Overall equities/commodities/fx performance over the last couple of weeks shows diverging trends. It all started with FX, when EURUSD rallied off 1.18, and since this week metals followed. Oil and equities remain tight together. Here's an update of short term correlations:


Metals broke risk assets relationship with copper surging to 2 months hight towards 100d and 200d moving averages. A move higher would open a 1k dollar rally for a retest of this year highs at $8000/mt:


As usually my favourite market remains Nymex gas, which as discussed earlier is bouncing off long term support line.
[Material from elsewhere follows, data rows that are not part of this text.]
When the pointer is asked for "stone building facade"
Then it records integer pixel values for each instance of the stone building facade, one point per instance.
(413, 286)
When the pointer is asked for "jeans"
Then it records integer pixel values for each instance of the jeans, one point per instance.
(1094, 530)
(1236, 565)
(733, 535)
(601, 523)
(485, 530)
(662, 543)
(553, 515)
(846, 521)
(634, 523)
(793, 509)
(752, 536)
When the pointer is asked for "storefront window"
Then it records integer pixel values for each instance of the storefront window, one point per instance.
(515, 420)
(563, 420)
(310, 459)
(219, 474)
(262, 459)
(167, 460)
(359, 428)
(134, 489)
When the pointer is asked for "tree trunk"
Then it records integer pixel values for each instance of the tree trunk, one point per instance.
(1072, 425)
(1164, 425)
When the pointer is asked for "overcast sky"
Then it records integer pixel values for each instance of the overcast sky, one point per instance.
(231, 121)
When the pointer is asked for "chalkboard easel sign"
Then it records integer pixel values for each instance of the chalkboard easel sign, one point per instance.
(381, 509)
Feels like consolidation at these levels is more likely outcome, but a rally through 200d moving average would open further upside towards low $5 and ultimately $8/mmbtu:


Oil and Equities remain well tied up together for the moment and for these markets risk still remain to the downside as we still post lower highs and only rally through 1100 in S&P would call for a further bounce towards 1115-1130 area. If such move occurs it will damage overall bearish trend, but hardly will make it a bull case scenario and rather call for consolidation and risk of further losses:


Same thing for oil... failure to push through 200d moving average still leaves us open for further losses. Short term moving averages give support to the market:


Bottom line, there is still little evidence in risk assets that there is a change in trend. Except for probably metals, risks are to the downside.